Cr–Si binary silicides are promising advanced functional materials, which are widely used in semiconductors, thermoelectric and high temperature industries. However, the correlation between structural feature and the overall properties of Cr–Si silicides are not unclear. Here, we apply the first-principles to study the structural, mechanical, electronic and thermodynamic properties of Cr–Si silicides. The result shows that one novel Cr₂Si orthorhombic structure (Pnma) is predicted. It is found that the calculated bulk modulus of Cr–Si silicides decreases with increasing Si concentration. The calculated shear modulus and Young's modulus of Cr₃Si are larger than that of the other Cr–Si silicides because of the symmetrical Cr–Si bonds. However, Cr₂Si shows better ductility and good plasticity in comparison to the other Cr–Si silicides. Compared to the CrSi₂, these Cr–Si silicides show better electronic properties. Finally, it is found that the calculated Debye temperature (Θ_D) of Cr–Si silicides obeys the sequence of Cr₅Si₃>CrSi > Cr₃Si > Cr₂Si. Naturally, the high-temperature thermodynamic properties of Cr–Si silicides are attributed to the vibration of Si atom and Cr–Si bond. This work provides a theoretical framework for understanding the comprehensive properties of Cr–Si silicides and provides powerful guidelines for future improving the overall performances of Cr–Si silicides.

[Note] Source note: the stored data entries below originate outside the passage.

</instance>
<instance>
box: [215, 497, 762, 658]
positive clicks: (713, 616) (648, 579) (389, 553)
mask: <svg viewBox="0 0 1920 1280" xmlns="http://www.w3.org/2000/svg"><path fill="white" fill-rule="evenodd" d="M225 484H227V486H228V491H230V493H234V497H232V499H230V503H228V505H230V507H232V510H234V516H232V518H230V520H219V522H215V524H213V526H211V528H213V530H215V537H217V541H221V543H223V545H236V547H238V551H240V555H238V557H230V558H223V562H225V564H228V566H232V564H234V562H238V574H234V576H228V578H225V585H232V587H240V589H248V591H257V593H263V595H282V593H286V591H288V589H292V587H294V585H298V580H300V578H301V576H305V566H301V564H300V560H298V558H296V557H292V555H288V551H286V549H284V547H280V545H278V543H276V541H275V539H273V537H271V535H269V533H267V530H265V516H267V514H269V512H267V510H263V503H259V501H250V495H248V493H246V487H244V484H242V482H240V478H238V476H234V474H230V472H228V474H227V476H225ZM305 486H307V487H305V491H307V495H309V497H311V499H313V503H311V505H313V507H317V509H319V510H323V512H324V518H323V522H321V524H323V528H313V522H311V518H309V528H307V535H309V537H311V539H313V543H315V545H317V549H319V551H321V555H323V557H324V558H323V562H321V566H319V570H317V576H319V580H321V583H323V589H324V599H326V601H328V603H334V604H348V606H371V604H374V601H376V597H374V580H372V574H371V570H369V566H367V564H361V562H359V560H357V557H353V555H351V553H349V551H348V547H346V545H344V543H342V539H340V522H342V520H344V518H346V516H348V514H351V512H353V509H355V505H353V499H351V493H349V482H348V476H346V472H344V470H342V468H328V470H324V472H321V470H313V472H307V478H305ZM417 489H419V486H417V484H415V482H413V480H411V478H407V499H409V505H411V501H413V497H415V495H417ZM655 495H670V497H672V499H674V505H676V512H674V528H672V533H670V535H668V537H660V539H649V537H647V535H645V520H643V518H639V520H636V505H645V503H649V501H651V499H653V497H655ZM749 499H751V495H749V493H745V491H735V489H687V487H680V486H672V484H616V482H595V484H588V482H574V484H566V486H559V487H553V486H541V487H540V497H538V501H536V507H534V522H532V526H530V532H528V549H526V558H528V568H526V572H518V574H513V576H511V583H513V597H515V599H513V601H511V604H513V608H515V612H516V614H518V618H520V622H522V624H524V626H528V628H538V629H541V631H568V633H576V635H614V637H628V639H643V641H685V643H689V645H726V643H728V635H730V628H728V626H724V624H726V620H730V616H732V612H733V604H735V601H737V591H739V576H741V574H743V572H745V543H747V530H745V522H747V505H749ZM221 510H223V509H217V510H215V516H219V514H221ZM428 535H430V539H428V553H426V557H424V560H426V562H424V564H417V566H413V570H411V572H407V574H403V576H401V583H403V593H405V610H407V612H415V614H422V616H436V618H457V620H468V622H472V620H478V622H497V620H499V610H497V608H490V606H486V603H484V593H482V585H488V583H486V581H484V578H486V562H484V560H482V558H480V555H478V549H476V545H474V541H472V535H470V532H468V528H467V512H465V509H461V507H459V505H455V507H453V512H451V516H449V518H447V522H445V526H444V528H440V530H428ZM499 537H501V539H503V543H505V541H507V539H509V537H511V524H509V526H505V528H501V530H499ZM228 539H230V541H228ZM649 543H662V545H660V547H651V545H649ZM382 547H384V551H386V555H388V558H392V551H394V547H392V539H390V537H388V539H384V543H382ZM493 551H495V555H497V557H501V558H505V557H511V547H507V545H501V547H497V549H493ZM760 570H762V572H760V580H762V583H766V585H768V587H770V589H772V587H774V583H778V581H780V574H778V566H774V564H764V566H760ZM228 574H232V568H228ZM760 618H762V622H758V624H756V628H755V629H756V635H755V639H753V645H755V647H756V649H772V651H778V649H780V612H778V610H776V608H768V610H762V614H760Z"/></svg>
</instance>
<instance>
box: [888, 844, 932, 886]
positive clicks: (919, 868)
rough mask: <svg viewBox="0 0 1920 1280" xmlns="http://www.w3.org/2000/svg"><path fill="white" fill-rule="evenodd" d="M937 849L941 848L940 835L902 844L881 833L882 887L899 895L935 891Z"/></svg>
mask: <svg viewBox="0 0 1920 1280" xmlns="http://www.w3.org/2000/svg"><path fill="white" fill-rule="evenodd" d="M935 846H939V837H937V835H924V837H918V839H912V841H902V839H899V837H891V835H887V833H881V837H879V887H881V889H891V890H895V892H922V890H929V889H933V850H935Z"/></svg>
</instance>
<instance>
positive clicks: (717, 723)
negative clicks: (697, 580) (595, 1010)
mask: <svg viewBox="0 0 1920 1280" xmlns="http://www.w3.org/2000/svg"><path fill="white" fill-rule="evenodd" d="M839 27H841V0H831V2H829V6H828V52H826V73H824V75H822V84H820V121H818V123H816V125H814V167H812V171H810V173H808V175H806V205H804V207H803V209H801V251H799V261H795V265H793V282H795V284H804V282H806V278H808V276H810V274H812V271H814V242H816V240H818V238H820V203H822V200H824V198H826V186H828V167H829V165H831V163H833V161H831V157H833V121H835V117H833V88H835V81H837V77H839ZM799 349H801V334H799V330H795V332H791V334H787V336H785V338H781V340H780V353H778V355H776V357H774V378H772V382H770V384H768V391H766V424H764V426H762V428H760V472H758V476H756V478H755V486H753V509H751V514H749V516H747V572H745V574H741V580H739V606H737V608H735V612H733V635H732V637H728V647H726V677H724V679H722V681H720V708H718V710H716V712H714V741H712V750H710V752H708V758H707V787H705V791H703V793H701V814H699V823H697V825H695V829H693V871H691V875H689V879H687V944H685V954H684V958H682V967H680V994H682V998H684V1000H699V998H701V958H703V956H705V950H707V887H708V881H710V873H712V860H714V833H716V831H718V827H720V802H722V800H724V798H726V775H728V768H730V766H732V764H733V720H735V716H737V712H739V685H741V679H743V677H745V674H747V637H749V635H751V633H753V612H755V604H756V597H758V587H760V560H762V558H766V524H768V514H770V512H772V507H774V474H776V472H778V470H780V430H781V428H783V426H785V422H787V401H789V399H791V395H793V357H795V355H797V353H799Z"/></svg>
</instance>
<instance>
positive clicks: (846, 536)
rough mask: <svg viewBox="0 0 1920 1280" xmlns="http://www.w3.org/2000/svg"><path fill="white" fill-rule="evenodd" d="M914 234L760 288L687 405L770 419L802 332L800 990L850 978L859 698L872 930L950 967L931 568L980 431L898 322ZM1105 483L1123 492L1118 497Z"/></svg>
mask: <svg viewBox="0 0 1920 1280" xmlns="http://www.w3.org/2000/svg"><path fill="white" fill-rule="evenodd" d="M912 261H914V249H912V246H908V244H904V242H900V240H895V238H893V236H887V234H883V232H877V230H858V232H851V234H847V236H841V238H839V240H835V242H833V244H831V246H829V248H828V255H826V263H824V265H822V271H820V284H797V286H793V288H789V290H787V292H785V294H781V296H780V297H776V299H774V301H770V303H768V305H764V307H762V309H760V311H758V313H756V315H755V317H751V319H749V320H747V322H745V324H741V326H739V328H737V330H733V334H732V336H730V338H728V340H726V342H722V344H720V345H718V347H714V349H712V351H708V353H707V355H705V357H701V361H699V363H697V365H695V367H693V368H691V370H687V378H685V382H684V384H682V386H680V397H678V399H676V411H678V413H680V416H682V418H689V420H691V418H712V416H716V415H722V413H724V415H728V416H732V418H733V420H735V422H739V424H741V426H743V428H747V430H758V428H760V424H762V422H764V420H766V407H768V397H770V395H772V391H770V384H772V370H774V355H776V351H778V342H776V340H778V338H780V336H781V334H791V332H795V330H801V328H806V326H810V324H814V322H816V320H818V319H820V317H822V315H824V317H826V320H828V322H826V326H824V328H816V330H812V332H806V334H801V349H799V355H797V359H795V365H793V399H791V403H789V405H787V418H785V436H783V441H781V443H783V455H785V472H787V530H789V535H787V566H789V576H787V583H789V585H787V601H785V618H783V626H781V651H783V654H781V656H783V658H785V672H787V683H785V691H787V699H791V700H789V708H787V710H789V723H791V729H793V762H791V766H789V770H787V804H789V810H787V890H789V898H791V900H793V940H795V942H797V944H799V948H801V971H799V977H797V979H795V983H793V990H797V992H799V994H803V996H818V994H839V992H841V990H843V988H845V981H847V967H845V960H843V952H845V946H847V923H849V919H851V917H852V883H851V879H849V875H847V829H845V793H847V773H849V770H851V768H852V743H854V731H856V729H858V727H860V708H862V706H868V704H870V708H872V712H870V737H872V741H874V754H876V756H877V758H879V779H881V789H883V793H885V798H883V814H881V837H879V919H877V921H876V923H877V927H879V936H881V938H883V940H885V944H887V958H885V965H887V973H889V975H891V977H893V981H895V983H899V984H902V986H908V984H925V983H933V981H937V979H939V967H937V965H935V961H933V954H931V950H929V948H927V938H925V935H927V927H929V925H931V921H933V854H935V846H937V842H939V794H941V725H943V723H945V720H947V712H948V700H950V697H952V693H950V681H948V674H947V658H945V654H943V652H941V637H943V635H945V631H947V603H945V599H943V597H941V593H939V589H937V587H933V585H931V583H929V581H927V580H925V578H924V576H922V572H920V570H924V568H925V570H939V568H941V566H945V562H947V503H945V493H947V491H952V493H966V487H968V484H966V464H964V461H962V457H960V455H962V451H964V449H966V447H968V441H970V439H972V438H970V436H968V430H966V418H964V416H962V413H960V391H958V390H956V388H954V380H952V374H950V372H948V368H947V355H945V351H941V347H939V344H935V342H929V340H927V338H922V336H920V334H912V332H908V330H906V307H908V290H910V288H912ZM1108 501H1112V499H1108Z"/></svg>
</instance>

Cr-Si二元硅化物是有前途的高级功能材料，已广泛用于半导体，热电和高温行业。但是，Cr-Si硅化物的结构特征与整体性能之间的相关性尚不清楚。在这里，我们运用第一原理研究Cr-Si硅化物的结构，机械，电子和热力学性质。结果表明，可以预测一种新颖的Cr ₂ Si正交晶结构（Pnma）。研究发现，Cr-Si硅化物的体积模量随Si浓度的增加而降低。由于对称的Cr-Si键，计算出的Cr ₃ Si的剪切模量和杨氏模量大于其他Cr-Si硅化物。但是，Cr ₂与其他Cr-Si硅化物相比，Si具有更好的延展性和可塑性。与CrSi ₂相比，这些Cr-Si硅化物具有更好的电子性能。最后，发现所计算的德拜温度（Θ _d的Cr的CrSi硅化物服从序列）₅的Si ₃ >的CrSi>的Cr ₃的Si>的Cr ₂的Si。当然，Cr-Si硅化物的高温热力学性质归因于Si原子和Cr-Si键的振动。这项工作为理解Cr-Si硅化物的综合性能提供了理论框架，并为将来改善Cr-Si硅化物的整体性能提供了有力的指导。